The centerpiece is a recursive, fully typed formula AST — no eval, no free-form expressions:

// packages/computation-registry/src/schema.ts (abridged) export type FormulaAst = | { readonly op: "literal"; ... } | { readonly op: "ref"; ... } | { readonly op: "add"; readonly args: readonly FormulaAst[] } | { readonly op: "subtract"; readonly left: FormulaAst; readonly right: FormulaAst } | { readonly op: "multiply"; readonly args: readonly FormulaAst[] } | { readonly op: "divide"; readonly numerator: FormulaAst; readonly denominator: FormulaAst } | { readonly op: "round" | "floor" | "ceil"; readonly value: FormulaAst } | { readonly op: "min" | "max"; readonly args: readonly FormulaAst[] } export const FormulaAstSchema = Schema.suspend(() => Schema.Union([ ... ]))

evaluator.ts executes these ASTs against decoded inputs (safeDecodeComputationInput), and reconciliation.ts compares registered assertions from independent sources (reconcileRegisteredAssertions) — this is what a reconcile query step invokes. execution.ts in query-runtime imports exactly these functions; a compute step cannot run a formula the registry doesn’t hold.

Version pinning

QueryExecutionContext.registryVersions (see Typed Query Runtime) records the semantic-registry, computation-registry, and permission-policy-bundle versions into each AnswerRun.

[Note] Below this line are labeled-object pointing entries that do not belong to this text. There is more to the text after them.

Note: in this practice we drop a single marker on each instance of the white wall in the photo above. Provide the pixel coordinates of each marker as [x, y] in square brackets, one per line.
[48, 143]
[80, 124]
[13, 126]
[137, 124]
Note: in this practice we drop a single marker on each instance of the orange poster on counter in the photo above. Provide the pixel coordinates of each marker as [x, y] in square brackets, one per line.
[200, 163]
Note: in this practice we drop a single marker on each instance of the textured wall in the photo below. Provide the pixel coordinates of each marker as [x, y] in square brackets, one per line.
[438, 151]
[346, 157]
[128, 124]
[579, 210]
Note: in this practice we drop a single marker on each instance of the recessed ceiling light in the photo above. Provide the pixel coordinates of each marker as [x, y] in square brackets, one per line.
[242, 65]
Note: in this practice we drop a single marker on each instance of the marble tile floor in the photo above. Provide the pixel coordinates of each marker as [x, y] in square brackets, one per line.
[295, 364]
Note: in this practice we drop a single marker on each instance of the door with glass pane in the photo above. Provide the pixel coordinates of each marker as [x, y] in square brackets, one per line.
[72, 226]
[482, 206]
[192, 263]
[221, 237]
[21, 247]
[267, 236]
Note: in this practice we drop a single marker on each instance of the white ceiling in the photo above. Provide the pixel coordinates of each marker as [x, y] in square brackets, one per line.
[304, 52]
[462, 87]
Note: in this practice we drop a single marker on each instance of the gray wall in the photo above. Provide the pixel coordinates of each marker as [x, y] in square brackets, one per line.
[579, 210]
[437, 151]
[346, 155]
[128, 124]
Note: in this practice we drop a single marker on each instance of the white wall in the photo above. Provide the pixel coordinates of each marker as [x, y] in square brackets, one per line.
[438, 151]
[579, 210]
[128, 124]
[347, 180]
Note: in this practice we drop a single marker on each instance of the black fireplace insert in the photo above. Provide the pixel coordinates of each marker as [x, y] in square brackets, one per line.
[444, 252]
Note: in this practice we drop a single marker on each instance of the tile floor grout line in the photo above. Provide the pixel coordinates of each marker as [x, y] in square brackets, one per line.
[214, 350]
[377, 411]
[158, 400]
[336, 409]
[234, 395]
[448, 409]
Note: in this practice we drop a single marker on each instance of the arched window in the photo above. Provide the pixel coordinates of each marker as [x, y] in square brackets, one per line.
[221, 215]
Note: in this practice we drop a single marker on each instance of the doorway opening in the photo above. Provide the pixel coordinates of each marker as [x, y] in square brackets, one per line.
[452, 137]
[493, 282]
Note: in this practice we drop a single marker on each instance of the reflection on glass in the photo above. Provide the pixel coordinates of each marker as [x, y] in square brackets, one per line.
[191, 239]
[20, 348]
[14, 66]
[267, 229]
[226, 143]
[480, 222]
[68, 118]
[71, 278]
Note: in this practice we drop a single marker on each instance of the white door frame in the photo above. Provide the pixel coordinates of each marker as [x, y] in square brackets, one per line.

An answer is reproducible only relative to the registry snapshot that produced it, so the snapshot identity is part of the audit trace.

When a question needs a metric or formula that doesn’t exist, the correct behavior is to emit a gap (unknown_metric, missing_extraction_schema), not to sneak a computation into adapter code. Gaps are first-class runtime outputs — they drive the registry-growth backlog. Adding a formula means registering it (with its defined-term provenance, DefinitionSourceSchema) so it is hashed, versioned, and auditable.

Fund-accounting computations that reach the general ledger have additional ASC 946/820 constraints — see Fund Accounting.